New housing also is in the works for the tribe in 2009.
The tribe's contractor already is building a new bridge for the tribal connector road across Granite Creek next to Highway 89 and the Sundog Ranch Road turnoff. Tribal officials hope to finish the bridge by the end of this year, the tribe's General Manager Jim Noe said.
The tribe hopes to start construction on the connector road within a few months and finish it by mid-2010, Noe said. That road will connect the bridge to Highway 69 across from the Target store.
The tribal connector originally was part of the plan for the reconstruction of the 69/89 intersection in Prescott, but in 2003 the Arizona Department of Transportation announced that the design instead would use Prescott Lakes Parkway in the City of Prescott as the 69/89 connector road. That road connects to both highways farther away from the 69/89 intersection than the tribal connector.
The process of getting federal approvals and grant money took tribal officials much longer than they anticipated, Noe said.
The tribal connector will make a shorter trip for people who want to drive from Highway 89 to the tribe's Frontier Village mall, its Prescott Resort and its two casinos on the western edge of Highway 69. That's one reason the tribe always planned to build the connector, Noe said.
Vehicles also can access the mountaintop resort and its casino from a relatively new road that cuts directly off Highway 89, although the main resort access is off Highway 69.
Tribal leaders also hope the new road will encourage development of the tribe's business park near Sundog and Highway 89.

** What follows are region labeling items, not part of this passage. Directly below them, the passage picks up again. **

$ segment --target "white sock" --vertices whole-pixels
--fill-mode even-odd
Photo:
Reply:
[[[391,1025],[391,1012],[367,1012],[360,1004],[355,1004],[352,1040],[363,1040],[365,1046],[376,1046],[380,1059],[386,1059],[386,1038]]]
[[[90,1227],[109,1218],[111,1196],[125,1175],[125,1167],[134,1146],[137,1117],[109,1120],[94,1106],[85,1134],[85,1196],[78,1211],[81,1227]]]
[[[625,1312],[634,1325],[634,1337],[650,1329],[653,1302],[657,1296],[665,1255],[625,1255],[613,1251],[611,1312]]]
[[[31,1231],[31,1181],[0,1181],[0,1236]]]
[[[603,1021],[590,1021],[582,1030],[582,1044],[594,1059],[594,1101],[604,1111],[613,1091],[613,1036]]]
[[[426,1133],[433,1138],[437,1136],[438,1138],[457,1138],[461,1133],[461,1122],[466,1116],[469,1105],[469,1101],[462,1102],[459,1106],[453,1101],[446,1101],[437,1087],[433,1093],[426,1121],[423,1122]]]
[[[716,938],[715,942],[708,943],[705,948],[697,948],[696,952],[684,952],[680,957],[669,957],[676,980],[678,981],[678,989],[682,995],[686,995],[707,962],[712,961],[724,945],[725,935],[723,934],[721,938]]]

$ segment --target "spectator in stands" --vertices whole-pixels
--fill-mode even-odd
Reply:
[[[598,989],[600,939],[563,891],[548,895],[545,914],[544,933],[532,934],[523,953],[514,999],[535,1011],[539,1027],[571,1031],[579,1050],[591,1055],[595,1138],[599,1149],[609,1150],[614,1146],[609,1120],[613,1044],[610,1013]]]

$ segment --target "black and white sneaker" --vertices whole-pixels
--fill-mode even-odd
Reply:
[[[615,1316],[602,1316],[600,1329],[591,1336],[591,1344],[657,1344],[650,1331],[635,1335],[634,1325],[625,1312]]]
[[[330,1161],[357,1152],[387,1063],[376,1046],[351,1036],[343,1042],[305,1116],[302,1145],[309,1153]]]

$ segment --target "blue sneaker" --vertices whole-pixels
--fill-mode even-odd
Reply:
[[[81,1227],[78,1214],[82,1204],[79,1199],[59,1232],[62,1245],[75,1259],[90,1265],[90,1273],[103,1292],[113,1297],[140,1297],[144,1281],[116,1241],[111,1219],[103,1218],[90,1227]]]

The tribe has a permit to connect the future tribal connector to Highway 89 but still needs one to connect to Highway 69, said Dallas Hammit, Arizona Department of Transportation (ADOT) district engineer.
Yavapai County government officials committed $1.1 million for the tribal connector project through a 2004 intergovernmental agreement, county officials said.
A Federal Highway Administration grant is contributing $3.7 million for the bridge. The tribe also is hoping to get ADOT help on the road.
The Yavapai-Prescott Tribe also is building a new housing area for tribal members on its reservation, which, basically, is surrounded by the City of Prescott.
The plan calls for 28 home sites.
"They're definitely in need of housing for tribal members, so this has been something the tribe has wanted to do for a long time," Noe said.
A contractor started cutting a road into the site from Ruth Street across from the Prescott High School in September, but then had to stop until December because workers hit an archaeological site, Noe said.
The federal Indian Health Services is contributing approximately $252,000 for the housing infrastructure, Noe said.
The lots should be ready for development by this fall, he said.
In the past, tribal members have built their own homes on the reservation but the tribal board of directors has not yet decided how the process will work this time, Noe said.
The new housing will connect to other roads on the reservation, so the board has not decided whether the Ruth Street connection will be a regular or emergency access, Noe added.
The tribe also has long-standing plans to build a cultural center next to the Prescott Resort where it cleared a level spot in 2006, but it has no schedule for that work yet, Noe said.
The tribe has no plans for changes at its mall or casinos, Noe said.